Together, 3D mammography and ABUS find significantly smaller invasive cancers compared to screening with 2D digital mammography alone. On average, ABUS detects an additional three to four cancers per 1,000 women. And, RUSH MD Anderson’s breast imaging team has found, on average, an additional five cancers per 1,000 women.

“To help put this in perspective, we typically find approximately five cancers per 1,000 women with digital mammography. But when we add ABUS, that number doubles,” Stempel says. “By adding supplemental ABUS screening, we’re finding more cancers — and we’re finding them small and in early stages.”

Comprehensive screening for high-risk women

RUSH MD Anderson also offers breast MRI, which is even more sensitive than ABUS at detecting small breast cancers. MRI is the most sensitive exam available for detecting breast cancer. The downside to MRI is that it is a more involved test that takes about 30 to 40 minutes and requires the injection of intravenous (IV) contrast. However, RUSH MD Anderson recently began offering fast MRI, which cuts down the amount of time for the test to about 10-15 minutes.

Annual breast screening with an MRI is typically reserved for women who have a greater than 20% lifetime risk of developing breast cancer and women with BRCA mutations, who have a very high risk of developing breast cancer in their lifetime.

When to start breast cancer screening

The question of when you should start getting screened for breast cancer can be complicated. The most agreed-upon recommendation is for women to start getting annual mammograms when they turn 40, even if they have no symptoms or family history of breast cancer.

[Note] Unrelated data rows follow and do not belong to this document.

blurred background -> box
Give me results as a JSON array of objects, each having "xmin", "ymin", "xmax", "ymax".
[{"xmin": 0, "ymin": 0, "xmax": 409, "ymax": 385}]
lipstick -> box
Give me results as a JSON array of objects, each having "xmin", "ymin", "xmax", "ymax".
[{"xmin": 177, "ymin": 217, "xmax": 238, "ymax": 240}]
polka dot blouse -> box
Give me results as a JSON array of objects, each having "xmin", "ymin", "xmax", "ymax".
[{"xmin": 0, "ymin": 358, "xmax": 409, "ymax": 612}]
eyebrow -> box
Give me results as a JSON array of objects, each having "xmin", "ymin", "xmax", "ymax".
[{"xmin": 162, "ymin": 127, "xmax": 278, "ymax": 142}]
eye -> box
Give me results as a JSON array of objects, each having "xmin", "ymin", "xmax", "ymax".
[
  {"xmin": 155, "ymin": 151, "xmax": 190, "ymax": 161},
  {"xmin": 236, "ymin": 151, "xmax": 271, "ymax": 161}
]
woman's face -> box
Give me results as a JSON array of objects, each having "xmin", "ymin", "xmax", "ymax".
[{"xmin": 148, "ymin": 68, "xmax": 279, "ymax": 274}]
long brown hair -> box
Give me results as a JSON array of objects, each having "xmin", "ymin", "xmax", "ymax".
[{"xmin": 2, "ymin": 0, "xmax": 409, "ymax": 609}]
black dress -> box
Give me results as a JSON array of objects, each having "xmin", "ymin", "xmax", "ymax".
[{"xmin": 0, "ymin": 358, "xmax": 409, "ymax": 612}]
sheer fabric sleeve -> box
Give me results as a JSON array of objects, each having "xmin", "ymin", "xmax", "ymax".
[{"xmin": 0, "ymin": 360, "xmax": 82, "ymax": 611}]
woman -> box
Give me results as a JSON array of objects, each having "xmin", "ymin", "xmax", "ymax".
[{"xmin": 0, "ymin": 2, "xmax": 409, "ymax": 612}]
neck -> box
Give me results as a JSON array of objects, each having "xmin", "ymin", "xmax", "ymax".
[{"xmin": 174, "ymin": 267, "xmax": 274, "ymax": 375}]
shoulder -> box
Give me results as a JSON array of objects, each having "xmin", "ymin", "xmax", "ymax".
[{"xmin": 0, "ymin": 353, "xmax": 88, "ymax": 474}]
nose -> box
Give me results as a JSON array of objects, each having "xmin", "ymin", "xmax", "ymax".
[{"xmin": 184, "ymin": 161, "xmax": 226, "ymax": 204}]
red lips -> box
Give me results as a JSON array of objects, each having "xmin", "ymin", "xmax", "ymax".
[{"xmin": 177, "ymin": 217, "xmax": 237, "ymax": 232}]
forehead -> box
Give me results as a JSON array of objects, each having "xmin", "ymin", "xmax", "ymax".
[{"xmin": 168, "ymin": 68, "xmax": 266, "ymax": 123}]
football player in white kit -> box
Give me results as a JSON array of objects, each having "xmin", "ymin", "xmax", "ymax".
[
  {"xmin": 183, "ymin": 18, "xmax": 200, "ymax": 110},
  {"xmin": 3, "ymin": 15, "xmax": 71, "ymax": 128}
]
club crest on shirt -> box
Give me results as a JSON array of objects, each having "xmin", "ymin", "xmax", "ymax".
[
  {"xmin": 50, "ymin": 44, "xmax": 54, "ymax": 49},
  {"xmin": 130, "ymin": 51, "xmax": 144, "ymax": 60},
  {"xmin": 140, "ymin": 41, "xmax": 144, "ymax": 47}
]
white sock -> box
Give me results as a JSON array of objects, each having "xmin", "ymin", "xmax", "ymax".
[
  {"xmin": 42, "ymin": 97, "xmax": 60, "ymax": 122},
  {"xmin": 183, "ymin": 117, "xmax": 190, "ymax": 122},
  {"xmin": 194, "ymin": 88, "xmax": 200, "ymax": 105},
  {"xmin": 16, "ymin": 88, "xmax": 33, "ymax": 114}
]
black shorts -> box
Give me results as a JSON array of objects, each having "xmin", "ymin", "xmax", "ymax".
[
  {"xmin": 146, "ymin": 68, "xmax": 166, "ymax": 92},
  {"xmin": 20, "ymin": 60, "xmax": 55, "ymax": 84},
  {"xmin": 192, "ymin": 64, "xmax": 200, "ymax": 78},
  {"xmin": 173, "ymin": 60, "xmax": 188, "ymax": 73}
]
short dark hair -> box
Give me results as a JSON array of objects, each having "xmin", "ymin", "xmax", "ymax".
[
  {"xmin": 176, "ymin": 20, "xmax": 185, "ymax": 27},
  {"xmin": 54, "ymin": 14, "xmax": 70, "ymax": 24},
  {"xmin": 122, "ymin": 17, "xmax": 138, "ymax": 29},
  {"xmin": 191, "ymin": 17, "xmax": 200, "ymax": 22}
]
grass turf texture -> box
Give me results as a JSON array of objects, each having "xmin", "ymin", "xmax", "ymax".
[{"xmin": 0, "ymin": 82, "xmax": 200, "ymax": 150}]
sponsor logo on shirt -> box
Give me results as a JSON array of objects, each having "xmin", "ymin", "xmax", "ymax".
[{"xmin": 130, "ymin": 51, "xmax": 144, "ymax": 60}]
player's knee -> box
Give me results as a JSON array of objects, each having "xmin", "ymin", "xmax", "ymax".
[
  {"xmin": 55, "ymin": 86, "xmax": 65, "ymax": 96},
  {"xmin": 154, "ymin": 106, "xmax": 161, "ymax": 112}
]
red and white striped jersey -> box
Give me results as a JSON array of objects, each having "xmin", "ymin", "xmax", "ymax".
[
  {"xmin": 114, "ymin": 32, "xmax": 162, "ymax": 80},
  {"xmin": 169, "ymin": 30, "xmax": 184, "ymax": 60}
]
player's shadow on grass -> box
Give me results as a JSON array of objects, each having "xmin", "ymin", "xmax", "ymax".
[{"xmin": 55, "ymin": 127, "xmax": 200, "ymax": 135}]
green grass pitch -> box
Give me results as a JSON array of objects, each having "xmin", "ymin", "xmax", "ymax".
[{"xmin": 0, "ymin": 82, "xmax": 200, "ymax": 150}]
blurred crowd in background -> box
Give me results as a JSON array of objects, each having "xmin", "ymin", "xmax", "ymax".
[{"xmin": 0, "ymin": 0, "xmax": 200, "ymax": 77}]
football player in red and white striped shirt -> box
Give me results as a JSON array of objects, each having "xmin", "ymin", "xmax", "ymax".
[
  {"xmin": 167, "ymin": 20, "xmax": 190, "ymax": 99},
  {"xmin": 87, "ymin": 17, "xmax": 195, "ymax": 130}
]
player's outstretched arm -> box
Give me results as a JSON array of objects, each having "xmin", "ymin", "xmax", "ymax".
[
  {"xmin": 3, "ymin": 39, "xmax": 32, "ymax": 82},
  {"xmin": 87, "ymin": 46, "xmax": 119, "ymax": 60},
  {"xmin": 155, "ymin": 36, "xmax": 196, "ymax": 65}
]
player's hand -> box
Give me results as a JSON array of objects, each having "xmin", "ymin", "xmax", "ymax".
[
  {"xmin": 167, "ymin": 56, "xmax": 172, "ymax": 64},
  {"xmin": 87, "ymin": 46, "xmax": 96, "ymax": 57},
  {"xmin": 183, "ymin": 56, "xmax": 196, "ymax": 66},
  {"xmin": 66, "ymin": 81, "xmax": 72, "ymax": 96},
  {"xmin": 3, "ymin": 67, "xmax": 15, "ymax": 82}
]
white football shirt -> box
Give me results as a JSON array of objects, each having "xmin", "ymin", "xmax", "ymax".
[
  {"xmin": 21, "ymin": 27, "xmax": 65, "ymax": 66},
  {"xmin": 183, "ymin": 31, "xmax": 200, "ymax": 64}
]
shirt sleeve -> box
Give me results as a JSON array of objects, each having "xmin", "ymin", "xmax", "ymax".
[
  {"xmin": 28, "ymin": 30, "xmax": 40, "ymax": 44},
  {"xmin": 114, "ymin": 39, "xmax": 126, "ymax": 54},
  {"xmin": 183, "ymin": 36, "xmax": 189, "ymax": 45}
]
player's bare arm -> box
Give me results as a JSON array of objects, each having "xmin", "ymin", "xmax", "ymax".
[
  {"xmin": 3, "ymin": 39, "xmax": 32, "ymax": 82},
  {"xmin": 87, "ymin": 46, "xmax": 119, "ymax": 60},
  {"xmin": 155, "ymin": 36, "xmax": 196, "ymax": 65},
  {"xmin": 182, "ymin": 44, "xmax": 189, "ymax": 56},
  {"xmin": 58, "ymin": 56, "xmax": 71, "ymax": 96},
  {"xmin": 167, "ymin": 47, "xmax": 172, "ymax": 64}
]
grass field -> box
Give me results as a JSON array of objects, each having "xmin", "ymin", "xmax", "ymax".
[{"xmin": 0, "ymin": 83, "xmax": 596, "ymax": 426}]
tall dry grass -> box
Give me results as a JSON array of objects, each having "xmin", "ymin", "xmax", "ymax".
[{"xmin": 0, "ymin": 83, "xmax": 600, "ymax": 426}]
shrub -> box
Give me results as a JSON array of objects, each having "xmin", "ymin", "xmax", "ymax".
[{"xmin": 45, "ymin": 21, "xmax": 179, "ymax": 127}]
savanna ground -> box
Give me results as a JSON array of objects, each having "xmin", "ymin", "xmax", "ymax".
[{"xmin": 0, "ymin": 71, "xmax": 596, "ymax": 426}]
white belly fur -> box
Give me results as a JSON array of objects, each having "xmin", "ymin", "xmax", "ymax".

“Seventy-five percent of breast cancer occurs in women with absolutely no risk factors, and the incidence of breast cancer starts to significantly increase at age 40,” Stempel says. “One out of every six breast cancers are diagnosed in women who are 40 to 50 years old — that’s a lot of breast cancers. And if we want to detect cancer when it is most curable, we have to detect it when it is small and before it has had a chance to spread in the body.”

Breast cancer among women in their 40s also tends to be more aggressive and faster-growing than in older women. This makes getting a screening mammogram every year even more important in this age group.

Stempel notes that early detection also affects women’s treatment options if they do have breast cancer. “That is a very important factor that the task force’s recommendations do not take into account,” she says. “If we can detect cancer early, women may be able to be treated with a lumpectomy rather than a mastectomy; they may just need a small surgery to remove the cancer, allowing them to avoid chemotherapy and sometimes radiation therapy.

“Additionally, we can detect high-risk lesions earlier and remove them before they become cancer. Once we know that a woman is high risk, we can get her on a chemoprevention therapy to decrease her risk for developing breast cancer. These are all incredibly important things for women to consider.”

Lifelong screening

Stempel recommends that women continue annual mammography throughout their lives, as long as screening is not burdensome due to other health issues. Limiting screenings to every other year puts older women at risk for more advanced, and harder-to-treat, breast cancers.

“There is no upper age limit at which mammographic screening is no longer beneficial,” Stempel says. “If you are in relatively good health with five years of life expectancy, you should continue getting your annual screening mammogram. We see active and healthy 90-year-old women for screening mammography.”